Several emerging digital breakthrough technologies are poised to profoundly disrupt and reshape our world in the coming years. While promising immense benefits, rapid advances in fields like artificial intelligence, quantum computing and neurotechnology also raise significant opportunities and risks. For instance, they could help address challenges related to issues like health, climate change and education access, but also exacerbate threats around disinformation, eroding democracy, or enhancing market power concentration.
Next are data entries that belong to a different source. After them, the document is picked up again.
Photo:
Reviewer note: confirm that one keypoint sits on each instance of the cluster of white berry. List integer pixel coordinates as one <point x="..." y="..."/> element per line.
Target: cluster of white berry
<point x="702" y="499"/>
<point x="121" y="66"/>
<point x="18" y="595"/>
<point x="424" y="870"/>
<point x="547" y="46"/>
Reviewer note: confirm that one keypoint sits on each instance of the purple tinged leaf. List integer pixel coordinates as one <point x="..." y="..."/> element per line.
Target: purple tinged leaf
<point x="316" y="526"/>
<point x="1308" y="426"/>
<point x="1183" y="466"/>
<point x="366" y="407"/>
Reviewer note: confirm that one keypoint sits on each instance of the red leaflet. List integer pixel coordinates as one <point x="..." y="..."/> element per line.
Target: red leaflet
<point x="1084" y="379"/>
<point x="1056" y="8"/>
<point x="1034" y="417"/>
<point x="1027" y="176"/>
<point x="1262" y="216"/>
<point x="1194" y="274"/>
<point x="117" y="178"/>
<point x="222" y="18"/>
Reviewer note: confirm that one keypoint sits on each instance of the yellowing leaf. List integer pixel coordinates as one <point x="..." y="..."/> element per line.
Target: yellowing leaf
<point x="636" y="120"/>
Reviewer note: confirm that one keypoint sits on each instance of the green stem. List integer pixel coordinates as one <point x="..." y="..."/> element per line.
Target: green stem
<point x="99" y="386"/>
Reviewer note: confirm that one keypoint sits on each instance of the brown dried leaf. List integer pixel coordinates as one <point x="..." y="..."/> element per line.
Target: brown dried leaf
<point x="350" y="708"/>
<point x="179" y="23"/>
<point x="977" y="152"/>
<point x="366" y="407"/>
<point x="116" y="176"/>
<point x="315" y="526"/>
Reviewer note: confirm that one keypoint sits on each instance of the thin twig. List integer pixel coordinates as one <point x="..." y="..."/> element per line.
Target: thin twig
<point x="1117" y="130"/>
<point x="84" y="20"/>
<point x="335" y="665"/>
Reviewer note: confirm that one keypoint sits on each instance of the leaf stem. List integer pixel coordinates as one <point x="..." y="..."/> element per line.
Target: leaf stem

To steer these potentially transformative innovations toward positive outcomes, the policy brief looks at seven key technologies that could disrupt multiple sectors in the next five years and four critical forces like macroeconomics and geopolitics that will drive societal and economic impacts. Given the rapid pace and scale of change in fields such as artificial intelligence, quantum computing, neurotechnology, Web3, digital public infrastructure, extended reality, and biocomputing, the authors make the case for a “responsible innovation” approach focused on assessing and guiding technologies in ways that mitigate potential harms, equitably spread benefits, tackle inequalities, increase data agency and help address shared human challenges.

The publication recommends developing ways to better measure technological impacts and governance gaps. It advocates mechanisms to counterbalance negative market externalities and enhance dynamic innovation opportunities and a fair data economy globally. It calls for criteria on ethical tech investment, and for businesses to establish executive roles and processes focused on responsible innovation. Finally, it invites governments to provide more structured consultation channels to understand societal views on emerging technology trajectories.

Project Liberty’s Institute and CIGI will invite further analysis from leading interdisciplinary experts to assess key trends around disruptive technologies and corresponding governance gaps in 2024, to provide practical framing and in-depth perspectives to inform and support decision-makers and national and international governance processes.